Building Bot. Part One: Scrapping website

Now you often hear about bots and that this is future, so I decided to check it out and try to build a Telegram Bot. I’m going to make a bot which could find me a recipe from given product list. For example, those which I have in my fridge.

First of all, I was need to find a good database with recipes and if wasn’t hard because I decided just to scrap it from one of my favourite websites eda.ru 

To fill database it’s one-time task, so I decided to keep it simple, so if you’d just google ‘java website scrapper’ you quickly find the best option – JSoup library.

Jsoup is quite simple and lets you use standard CSS selectors to navigate through the DOM, so you are free to use #id, .class and all other selectors.

First of all, we need to implement models to structure data.

I have three entities: Recipe which has an array of Ingredients and array of Directions (Steps to cook a dish). I made really simple POJOs, which I won’t describe here.

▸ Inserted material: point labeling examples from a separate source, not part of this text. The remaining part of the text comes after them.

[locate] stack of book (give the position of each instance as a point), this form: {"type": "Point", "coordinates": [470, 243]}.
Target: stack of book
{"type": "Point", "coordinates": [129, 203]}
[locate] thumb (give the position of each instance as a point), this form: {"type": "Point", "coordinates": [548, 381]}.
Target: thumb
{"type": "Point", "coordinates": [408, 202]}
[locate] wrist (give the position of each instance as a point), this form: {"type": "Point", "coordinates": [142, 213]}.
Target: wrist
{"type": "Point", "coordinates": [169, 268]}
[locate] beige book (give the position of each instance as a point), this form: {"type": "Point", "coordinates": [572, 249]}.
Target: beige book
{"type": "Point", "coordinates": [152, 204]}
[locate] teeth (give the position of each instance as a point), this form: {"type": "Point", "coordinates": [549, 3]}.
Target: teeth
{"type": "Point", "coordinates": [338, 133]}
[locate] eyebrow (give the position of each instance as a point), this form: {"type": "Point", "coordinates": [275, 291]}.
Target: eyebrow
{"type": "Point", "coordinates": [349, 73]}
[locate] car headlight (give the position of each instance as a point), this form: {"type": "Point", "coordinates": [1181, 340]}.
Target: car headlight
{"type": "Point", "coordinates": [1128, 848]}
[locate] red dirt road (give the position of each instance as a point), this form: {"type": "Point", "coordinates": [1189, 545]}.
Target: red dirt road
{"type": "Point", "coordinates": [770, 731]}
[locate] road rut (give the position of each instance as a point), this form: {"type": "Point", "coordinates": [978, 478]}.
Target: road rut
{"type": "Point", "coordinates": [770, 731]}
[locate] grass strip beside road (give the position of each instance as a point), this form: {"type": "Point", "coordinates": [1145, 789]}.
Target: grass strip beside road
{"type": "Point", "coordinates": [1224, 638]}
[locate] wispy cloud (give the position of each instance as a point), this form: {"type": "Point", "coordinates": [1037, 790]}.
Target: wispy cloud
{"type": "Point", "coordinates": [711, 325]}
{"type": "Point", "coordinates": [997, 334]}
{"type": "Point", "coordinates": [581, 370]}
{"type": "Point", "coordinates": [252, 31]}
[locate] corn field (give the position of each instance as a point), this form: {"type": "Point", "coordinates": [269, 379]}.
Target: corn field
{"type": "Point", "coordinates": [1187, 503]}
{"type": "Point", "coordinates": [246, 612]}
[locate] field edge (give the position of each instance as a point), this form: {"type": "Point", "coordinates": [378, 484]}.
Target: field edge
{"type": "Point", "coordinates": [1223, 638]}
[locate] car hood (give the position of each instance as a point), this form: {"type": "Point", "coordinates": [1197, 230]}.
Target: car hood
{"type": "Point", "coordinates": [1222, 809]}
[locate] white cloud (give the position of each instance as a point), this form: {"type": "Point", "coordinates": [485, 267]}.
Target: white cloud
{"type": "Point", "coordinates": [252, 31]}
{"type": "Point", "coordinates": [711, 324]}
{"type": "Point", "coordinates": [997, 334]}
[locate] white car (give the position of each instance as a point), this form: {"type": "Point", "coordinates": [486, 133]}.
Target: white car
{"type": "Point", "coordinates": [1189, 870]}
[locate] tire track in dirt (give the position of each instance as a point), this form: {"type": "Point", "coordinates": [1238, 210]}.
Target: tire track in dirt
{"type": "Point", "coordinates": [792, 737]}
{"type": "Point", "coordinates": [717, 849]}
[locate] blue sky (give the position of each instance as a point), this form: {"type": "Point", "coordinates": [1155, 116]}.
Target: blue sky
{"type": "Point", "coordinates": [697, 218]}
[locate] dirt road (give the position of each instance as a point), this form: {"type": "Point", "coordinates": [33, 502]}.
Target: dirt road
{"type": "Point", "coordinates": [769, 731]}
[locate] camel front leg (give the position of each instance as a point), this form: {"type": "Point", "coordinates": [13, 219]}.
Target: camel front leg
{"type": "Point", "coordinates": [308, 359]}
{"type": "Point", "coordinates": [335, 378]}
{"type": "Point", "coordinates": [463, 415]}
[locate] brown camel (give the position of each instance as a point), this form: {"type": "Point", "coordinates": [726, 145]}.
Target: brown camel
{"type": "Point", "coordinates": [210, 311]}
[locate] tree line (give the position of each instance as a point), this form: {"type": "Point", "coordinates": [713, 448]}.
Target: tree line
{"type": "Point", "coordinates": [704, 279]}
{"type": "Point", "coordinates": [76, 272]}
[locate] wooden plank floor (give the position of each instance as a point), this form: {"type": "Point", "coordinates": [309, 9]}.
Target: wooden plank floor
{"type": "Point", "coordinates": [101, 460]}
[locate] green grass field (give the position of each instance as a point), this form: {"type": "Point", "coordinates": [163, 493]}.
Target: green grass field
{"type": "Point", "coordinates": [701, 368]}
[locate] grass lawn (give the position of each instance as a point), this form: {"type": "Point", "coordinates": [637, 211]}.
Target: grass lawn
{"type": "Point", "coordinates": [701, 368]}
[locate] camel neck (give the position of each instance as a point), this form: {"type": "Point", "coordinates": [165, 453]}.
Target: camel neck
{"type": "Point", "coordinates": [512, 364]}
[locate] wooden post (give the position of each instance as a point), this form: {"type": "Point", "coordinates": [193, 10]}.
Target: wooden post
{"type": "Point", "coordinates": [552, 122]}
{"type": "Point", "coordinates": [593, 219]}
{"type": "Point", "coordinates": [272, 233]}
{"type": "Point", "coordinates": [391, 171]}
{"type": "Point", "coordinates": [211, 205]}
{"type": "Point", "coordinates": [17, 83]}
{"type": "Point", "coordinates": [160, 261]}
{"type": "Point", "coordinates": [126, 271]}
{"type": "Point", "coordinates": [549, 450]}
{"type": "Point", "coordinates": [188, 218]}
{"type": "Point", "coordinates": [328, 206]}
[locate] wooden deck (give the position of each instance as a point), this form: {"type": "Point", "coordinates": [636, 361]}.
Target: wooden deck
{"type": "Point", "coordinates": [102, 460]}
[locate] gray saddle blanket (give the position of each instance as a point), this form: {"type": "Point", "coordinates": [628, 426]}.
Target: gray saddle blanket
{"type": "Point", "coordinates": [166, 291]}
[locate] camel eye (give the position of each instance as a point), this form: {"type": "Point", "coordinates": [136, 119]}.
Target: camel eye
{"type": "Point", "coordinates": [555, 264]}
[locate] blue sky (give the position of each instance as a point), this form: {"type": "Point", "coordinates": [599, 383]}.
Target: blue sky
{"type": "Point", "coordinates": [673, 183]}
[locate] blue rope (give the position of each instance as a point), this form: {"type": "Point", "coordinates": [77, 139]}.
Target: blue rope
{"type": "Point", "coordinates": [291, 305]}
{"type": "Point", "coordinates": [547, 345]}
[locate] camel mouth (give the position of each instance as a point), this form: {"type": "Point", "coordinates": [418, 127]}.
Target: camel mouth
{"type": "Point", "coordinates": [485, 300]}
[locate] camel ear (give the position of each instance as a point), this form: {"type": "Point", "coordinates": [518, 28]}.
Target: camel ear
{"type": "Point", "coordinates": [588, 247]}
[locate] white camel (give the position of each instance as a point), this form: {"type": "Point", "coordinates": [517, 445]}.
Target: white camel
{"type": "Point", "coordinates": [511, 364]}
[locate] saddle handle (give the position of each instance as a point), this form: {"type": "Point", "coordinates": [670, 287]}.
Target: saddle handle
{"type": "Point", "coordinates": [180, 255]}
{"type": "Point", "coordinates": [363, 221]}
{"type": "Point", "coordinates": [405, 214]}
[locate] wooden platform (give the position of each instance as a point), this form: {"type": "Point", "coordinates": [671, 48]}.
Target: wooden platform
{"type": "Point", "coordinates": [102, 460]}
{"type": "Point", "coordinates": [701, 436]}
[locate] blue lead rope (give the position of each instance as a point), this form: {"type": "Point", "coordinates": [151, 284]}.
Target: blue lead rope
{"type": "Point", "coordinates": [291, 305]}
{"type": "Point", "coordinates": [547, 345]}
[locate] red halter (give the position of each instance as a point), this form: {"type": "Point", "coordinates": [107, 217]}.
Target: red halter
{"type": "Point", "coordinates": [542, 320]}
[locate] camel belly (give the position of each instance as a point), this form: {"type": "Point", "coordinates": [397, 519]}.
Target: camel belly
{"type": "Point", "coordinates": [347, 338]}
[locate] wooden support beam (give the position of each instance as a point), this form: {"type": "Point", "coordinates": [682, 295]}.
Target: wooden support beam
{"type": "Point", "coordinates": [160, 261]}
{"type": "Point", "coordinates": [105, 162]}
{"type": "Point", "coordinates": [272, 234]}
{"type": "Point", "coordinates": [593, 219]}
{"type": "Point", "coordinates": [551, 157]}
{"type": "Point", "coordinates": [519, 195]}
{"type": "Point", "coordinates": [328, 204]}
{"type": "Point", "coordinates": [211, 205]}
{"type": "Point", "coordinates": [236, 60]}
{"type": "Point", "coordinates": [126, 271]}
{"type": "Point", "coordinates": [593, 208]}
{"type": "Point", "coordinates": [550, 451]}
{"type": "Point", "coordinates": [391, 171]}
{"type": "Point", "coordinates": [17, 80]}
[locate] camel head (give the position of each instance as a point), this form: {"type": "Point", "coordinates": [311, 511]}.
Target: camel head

Then we need to figure out the website structure. In my case it not so complex. They have /recipe/page{N} and 20 recipe headers on each page. As we get 20 links from each recipe, we should follow it and parse entire recipe.

int page = 1;
while(true) {
    Thread.sleep(2000);
    Document doc = Jsoup.connect("http://eda.ru/recepty/page"+page).get();
    Elements links = doc.select(".b-recipe-widget__name a[href]");
    for (Element link : links) {
        List<String> urls = new LinkedList<>();
        urls.add(link.attr("href"));
        Observable<String> recipeUri = Observable.from(urls);
        recipeUri.subscribe(new GrabAction());
    }
    page++;
}

Here we have infinite loop though pages (I just let it break after reaching the last page) and it takes URLs of recipe pages using .b-recipe-widget__name a[href] selector, which means that we take href attribute from the link placed in the element with class .b-recipe-widget__name. Then it makes rx.Observable and subscribes to it with GrabAction which parses all information. GrabAction implements rx.functions.Action1<String> because it takes only one argument URL, obviously, and parses the page.


class GrabAction implements Action1<String>{

  @Override
  public void call(String s) {
    Document doc = Jsoup.connect("http://eda.ru"+s).get();
    Recipe recipe = new Recipe();
    doc.select("h1").first().text();
    recipe.setName( doc.select("h1").first().text());
    List<Ingredient> ingredients = new ArrayList<>();
    Elements ingr = doc.select("tr.ingredient");

    for(Element i: ingr){
      String val = i.select("td .name").text();
      String q = i.select("td .amount").text();
      ingredients.add(new Ingredient(val, q));
    }
    recipe.setIngredients(ingredients);
    MongoWriter.getInstance().writeOne(recipe);
  }
}

This is part of GrabAction which illustrates how to parse values from the website and store it to object.

I store it to Mongo and next time I’ll write about codecs which you use to serialize/deserialize object to BSON.